Primary Intent: James Agee
Using primary manuscript materials at the Ransom Center, scholar Michael Lofaro has recently published a restored version of James Agee's memoir A Death in the Family. The nearly-complete memoir was pieced together and originally published after Agee's death by his literary executor David McDowell and went on to win a Pulitzer Prize. Fifty years later, Lofaro has taken a second look at the primary manuscript materials of the novel and put together a new version, re-tooling the structure of the book by making it chronological.
Here, Lofaro writes about what it was like to work with Agee's papers at the Ransom Center to write his book A Death in the Family: A Restoration of the Author's Text.
Restoring Agee's memoir from his primary manuscripts was a detective odyssey that occupied two decades. In 1988, when I saw the collection of the papers of David McDowell, the editor and publisher of the novel, purchased by the other UT (Tennessee), it contained two major hitherto unseen chapters of Death. I thought that I might now unlock the mystery of that Pulitzer Prize-winning novel. The Agee Trust was unwilling, however, to grant permission for any publication, so my research remained on hold from 1994 until the advent of a new trustee in 2002.
For fifty years, although suspicions were raised, no one could dispute the editors' claim that the work published two years after Agee's death was essentially "presented here exactly as he [Agee] wrote it." The bulk of Agee's original manuscripts at the Ransom Center, McDowell's original typescript of these materials, and a series of Agee's plans, outlines, and notes, however, all corroborated significant alterations to what was indeed a nearly finished manuscript, one that was longer and structured differently than the published version of 1957. The kindness of the Center in providing photocopies and a good deal of time then spent in Austin unraveling Agee's intent—his tiny, crabbed, always seemingly unsharpened pencil strokes that often inscribed 800 words unto unnumbered sheets of cheap, five-and-dime-store paper could be frustrating—eventually resulted in the restoration of the original text.
Agee's introduction is a nightmare rather than a reverie; there are thirteen "new" chapters; the text is chronological and has no flashback chapters; and young Rufus now develops a deep and caring interaction with a father who is more present than absent from his life.

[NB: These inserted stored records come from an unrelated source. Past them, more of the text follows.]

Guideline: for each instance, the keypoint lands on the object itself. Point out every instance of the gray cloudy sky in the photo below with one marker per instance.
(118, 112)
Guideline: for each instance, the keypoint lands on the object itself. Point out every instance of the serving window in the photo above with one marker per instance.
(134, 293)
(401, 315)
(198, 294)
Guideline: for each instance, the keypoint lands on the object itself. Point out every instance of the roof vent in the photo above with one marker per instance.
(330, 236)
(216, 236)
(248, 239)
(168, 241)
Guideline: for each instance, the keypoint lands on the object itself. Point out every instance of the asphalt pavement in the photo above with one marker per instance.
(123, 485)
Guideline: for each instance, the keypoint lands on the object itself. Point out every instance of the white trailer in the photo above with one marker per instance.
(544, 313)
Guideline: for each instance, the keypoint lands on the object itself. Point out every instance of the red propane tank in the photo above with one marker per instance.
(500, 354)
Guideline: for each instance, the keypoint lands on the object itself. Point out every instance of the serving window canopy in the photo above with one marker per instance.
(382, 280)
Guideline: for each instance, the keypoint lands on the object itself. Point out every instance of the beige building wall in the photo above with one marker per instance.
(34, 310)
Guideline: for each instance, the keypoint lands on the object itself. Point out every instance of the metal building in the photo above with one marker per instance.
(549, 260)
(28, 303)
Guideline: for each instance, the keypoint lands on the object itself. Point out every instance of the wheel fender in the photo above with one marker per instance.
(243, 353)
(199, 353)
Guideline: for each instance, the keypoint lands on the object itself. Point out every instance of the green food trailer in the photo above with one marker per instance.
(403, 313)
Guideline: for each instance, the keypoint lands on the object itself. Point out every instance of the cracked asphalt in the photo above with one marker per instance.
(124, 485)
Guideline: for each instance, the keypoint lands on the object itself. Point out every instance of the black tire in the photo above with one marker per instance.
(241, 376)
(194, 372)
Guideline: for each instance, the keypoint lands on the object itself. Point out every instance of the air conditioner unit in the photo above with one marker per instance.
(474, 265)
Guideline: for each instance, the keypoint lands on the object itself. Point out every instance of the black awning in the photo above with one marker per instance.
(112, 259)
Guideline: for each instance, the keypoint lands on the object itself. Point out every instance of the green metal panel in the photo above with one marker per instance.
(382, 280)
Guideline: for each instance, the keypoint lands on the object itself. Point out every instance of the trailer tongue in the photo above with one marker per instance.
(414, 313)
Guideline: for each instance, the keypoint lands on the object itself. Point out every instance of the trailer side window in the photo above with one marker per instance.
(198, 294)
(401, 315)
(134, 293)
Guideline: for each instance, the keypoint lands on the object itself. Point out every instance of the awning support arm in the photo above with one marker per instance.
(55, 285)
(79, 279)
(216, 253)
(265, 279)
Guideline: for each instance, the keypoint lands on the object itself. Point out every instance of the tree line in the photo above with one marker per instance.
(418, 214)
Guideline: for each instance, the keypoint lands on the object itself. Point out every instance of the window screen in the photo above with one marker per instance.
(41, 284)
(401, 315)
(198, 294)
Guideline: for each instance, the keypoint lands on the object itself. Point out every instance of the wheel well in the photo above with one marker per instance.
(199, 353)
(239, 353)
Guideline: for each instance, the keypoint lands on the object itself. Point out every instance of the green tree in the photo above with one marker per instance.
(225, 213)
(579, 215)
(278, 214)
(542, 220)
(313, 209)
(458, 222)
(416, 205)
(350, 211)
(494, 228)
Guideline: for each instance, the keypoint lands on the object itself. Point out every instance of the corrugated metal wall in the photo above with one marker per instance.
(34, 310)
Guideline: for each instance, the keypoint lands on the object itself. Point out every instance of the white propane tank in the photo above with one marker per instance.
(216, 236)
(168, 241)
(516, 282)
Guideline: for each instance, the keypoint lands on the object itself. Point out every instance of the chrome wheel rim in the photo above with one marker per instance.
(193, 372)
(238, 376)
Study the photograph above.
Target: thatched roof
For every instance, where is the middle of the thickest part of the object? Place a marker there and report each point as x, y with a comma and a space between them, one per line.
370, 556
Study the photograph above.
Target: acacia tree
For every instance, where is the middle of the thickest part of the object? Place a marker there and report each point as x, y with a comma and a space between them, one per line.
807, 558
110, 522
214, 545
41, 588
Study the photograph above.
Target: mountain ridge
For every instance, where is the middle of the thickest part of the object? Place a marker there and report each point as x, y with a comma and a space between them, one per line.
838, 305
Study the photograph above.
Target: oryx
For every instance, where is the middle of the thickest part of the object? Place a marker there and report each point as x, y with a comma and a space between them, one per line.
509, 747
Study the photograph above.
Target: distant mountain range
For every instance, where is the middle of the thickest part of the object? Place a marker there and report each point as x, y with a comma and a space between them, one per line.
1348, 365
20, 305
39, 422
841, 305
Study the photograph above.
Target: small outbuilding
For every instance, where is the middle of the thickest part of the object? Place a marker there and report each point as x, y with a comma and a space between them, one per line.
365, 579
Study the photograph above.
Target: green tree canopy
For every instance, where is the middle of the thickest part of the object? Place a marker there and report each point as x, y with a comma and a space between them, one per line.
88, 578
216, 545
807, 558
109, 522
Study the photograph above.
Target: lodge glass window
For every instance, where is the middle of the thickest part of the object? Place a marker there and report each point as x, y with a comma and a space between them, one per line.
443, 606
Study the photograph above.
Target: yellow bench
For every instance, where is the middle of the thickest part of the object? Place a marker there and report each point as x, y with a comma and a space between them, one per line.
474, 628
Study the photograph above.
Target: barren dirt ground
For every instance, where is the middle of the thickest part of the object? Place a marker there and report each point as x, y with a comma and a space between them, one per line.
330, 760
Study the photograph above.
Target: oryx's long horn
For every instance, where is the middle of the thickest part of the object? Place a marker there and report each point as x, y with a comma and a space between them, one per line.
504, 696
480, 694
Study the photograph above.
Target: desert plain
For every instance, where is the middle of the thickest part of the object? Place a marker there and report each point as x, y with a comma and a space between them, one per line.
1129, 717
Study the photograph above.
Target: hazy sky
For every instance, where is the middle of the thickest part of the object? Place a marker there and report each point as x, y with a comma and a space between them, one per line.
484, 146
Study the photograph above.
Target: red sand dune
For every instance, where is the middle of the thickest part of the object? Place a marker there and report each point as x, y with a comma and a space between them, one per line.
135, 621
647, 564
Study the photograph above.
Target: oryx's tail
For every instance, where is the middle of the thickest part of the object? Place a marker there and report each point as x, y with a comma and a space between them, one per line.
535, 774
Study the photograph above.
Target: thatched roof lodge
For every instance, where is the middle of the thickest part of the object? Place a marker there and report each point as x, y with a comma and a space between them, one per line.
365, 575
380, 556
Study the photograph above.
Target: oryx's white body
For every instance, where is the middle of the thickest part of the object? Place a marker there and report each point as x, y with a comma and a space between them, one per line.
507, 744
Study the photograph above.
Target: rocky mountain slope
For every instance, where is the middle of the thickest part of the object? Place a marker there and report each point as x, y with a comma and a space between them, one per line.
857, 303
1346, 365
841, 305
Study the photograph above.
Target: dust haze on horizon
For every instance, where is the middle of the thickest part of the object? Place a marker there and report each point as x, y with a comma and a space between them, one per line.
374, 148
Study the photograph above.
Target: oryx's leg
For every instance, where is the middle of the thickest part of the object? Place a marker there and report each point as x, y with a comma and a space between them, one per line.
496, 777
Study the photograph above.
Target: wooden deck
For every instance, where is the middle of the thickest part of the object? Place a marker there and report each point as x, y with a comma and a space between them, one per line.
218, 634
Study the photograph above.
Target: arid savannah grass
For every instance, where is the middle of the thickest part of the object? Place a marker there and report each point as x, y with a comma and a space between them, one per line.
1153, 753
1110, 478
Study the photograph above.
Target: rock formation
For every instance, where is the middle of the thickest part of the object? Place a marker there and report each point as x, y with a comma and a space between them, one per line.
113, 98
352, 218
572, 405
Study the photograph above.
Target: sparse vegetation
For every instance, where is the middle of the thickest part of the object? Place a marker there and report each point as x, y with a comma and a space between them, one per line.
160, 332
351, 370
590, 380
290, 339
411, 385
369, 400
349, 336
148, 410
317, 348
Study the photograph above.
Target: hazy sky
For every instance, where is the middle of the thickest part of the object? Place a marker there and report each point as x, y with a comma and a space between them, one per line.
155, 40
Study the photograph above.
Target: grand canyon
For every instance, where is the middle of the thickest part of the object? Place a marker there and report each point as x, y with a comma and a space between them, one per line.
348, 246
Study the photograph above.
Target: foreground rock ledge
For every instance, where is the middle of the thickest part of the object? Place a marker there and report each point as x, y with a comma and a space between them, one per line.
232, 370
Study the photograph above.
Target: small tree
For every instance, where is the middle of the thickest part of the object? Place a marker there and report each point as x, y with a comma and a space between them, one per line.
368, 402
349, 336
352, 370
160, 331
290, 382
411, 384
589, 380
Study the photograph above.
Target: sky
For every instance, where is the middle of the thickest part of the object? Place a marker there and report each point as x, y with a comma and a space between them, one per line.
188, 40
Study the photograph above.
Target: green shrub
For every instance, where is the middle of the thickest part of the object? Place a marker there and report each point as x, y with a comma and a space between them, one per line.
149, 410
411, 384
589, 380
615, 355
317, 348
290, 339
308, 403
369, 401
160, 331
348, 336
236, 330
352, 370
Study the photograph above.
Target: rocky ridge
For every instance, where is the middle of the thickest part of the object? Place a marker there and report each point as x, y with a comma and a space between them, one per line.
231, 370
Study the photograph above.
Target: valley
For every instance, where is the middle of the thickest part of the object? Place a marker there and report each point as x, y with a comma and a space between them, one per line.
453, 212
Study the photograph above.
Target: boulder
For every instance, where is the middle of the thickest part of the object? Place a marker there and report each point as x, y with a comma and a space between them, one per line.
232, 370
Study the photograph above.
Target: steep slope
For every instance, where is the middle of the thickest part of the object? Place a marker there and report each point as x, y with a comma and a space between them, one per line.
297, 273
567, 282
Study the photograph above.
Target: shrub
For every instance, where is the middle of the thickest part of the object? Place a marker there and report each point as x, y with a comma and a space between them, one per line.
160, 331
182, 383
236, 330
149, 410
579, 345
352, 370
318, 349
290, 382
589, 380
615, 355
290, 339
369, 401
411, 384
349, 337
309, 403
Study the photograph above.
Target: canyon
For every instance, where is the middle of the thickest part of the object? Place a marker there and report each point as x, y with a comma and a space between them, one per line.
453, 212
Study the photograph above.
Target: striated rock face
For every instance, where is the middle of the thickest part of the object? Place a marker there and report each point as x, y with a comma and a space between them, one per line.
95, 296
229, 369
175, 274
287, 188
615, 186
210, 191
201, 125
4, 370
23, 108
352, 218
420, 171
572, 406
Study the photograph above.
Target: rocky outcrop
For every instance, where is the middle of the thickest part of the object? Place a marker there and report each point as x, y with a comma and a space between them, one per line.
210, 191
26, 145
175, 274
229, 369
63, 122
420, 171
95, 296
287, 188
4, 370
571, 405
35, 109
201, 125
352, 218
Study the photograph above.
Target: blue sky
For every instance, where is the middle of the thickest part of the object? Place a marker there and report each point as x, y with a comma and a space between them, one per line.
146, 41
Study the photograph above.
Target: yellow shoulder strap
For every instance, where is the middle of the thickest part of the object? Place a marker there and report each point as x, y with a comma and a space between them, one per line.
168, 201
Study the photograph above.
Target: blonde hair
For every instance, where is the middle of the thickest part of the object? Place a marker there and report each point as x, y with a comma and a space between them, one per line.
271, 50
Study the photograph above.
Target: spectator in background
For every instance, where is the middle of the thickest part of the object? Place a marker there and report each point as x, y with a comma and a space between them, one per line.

In many ways Agee's text is a new novel. The restored edition allows you to read both it and the McDowell version adapted from it and to enjoy making your own judgments about the two books.
Michael A. Lofaro is Lindsay Young Professor of American literature and American and Cultural Studies at the University of Tennessee. He is the general editor of The Works of James Agee (10 volumes), and is editing Boone, Crockett, And Black Hawk: Visions of the American West in 1833.